Ce qui attire Nerval, après les nombreux effets colorés
des bosquets de jasmins et de myrtes, des citronniers et des orangers
chargés de fruits, ce sont les ambiances nocturnes, ce moment
où les femmes se promènent au clair de lune autour des
bassins illuminés pour les fêtes. Telle est l'épreuve
qu'il aurait souhaité produire pour l'envoyer à Gautier.
Si le daguerréotype effectivement réalisé ne
lui est pas montré, c'est probablement parce que ce cliché
ne représente qu'une image bien insatisfaisante de la réalité
qu'il souhaite évoquer, ainsi qu'il le laisse entendre en suggérant
qu'un peintre serait mieux à même de transcrire son sentiment.

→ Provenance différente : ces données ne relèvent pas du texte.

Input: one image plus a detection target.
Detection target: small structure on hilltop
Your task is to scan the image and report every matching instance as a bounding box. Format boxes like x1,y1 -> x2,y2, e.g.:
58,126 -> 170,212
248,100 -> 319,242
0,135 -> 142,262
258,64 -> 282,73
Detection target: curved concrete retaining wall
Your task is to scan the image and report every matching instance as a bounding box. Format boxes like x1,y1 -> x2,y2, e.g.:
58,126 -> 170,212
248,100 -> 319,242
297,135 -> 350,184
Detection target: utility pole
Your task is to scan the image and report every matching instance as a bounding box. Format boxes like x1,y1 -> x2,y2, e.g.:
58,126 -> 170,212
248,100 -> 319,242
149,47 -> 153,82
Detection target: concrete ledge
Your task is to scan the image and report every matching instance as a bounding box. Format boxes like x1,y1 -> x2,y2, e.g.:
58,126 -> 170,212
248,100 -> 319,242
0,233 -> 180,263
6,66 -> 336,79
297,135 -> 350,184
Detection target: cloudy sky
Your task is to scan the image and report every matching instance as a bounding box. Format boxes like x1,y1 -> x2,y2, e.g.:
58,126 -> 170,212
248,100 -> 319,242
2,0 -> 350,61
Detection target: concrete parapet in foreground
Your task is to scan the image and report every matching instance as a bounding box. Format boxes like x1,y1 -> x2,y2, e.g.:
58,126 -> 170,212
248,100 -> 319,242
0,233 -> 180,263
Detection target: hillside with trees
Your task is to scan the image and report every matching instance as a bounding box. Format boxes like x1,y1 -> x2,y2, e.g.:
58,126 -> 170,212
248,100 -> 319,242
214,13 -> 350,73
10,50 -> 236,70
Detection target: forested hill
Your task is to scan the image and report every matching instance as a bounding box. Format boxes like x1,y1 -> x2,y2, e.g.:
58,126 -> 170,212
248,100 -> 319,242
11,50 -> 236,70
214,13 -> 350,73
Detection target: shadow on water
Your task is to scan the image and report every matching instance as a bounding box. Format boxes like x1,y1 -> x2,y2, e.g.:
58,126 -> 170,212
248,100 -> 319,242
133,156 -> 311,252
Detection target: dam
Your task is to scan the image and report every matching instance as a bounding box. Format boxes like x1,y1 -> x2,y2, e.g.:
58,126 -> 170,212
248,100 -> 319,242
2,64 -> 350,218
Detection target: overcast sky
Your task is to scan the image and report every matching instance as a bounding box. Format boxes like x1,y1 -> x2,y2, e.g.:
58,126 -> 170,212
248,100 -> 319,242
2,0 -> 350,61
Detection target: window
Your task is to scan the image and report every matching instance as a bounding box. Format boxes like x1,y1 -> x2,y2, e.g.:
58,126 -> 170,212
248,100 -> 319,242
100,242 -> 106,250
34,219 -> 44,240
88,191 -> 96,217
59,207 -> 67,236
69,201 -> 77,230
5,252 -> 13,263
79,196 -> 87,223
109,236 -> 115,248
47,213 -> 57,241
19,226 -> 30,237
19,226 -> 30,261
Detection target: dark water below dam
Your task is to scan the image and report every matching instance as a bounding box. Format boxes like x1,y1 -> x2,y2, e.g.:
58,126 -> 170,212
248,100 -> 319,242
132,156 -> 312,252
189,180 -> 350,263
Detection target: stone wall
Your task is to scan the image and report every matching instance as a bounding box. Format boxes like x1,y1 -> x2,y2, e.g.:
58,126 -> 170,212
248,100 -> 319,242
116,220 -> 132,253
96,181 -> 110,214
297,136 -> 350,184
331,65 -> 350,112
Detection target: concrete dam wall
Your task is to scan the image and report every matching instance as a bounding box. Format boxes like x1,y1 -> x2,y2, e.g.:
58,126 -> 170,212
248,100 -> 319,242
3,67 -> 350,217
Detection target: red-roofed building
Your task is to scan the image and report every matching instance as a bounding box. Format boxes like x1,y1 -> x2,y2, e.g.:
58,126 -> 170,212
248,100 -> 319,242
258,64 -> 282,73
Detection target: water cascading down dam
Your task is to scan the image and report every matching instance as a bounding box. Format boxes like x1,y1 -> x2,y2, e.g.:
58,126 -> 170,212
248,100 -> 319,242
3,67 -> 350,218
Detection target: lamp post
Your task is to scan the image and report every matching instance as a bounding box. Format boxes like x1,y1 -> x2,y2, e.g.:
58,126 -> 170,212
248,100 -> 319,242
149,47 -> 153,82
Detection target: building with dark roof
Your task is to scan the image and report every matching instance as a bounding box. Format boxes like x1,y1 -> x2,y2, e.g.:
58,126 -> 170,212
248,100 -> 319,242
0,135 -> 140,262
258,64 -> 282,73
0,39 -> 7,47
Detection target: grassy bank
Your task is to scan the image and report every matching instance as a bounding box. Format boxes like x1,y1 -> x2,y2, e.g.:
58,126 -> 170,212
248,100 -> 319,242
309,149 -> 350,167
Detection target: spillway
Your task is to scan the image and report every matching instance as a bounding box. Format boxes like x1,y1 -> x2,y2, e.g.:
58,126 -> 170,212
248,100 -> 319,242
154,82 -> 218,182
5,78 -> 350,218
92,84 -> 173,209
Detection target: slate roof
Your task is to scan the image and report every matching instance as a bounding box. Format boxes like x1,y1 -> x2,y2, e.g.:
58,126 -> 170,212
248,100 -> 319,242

Mis à part ce bref passage,
aucune autre mention de l'appareil n'apparaît tout au long de
la correspondance qui nous permet de suivre Nerval pendant l'année
1843 à travers l'Égypte, le Liban et la Turquie. Même
les lettres à son père, souvent pleines de détails
sur ses activités, ne fournissent aucun renseignement sur son
utilisation du daguerréotype. Tout ce que l'on sait, c'est
que Nerval veut "essayer de la vie orientale tout à fait",
c'est-à-dire louer une maison, se marier, s'habiller à
l'orientale et assister à des fêtes traditionnelles :
se noyer dans la population du Caire et observer la vie égyptienne
de l'intérieur. Malheureusement, il trouve devant lui le spectacle
d'un Orient qui contraste sévèrement avec l'idéalisation
qu'il s'en était faite depuis Paris : "En Afrique, on
rêve l'Inde, comme en Europe on rêve l'Afrique ;
l'idéal rayonne toujours au-delà de notre horizon
actuel."
Nerval formulera cette déception
face à l'Orient moderne dans un récit parallèle :
une lettre adressée à Théophile Gautier et
publiée dans le Journal de Constantinople du 6 septembre
1843. Cette lettre traduit bien la ruine du rêve qu'il projetait
sur l'Orient, et sur l'Égypte en particulier :
"Mon ami, que nous réalisons
bien tous les deux la fable de l'homme qui court après la
fortune et de celui qui l'attend dans son lit. Ce n'est pas la
fortune que je poursuis, c'est l'idéal, la couleur,
la poésie, l'amour peut-être, et tout cela t'arrive
à toi qui restes, en m'échappant à moi qui
cours. Une fois, imprudent, tu t'es gâté l'Espagne
en l'allant voir, et il t'a fallu bien du talent ensuite et bien
de l'invention pour avoir le droit de n'en pas convenir. Moi j'ai
déjà perdu, royaume à royaume et province à
province, la plus belle moitié de l'univers, et bientôt
je ne vais plus savoir où réfugier mes rêves ;
mais c'est l'Égypte que je regrette le plus d'avoir chassé
de mon imagination, pour la loger tristement dans mes souvenirs !..."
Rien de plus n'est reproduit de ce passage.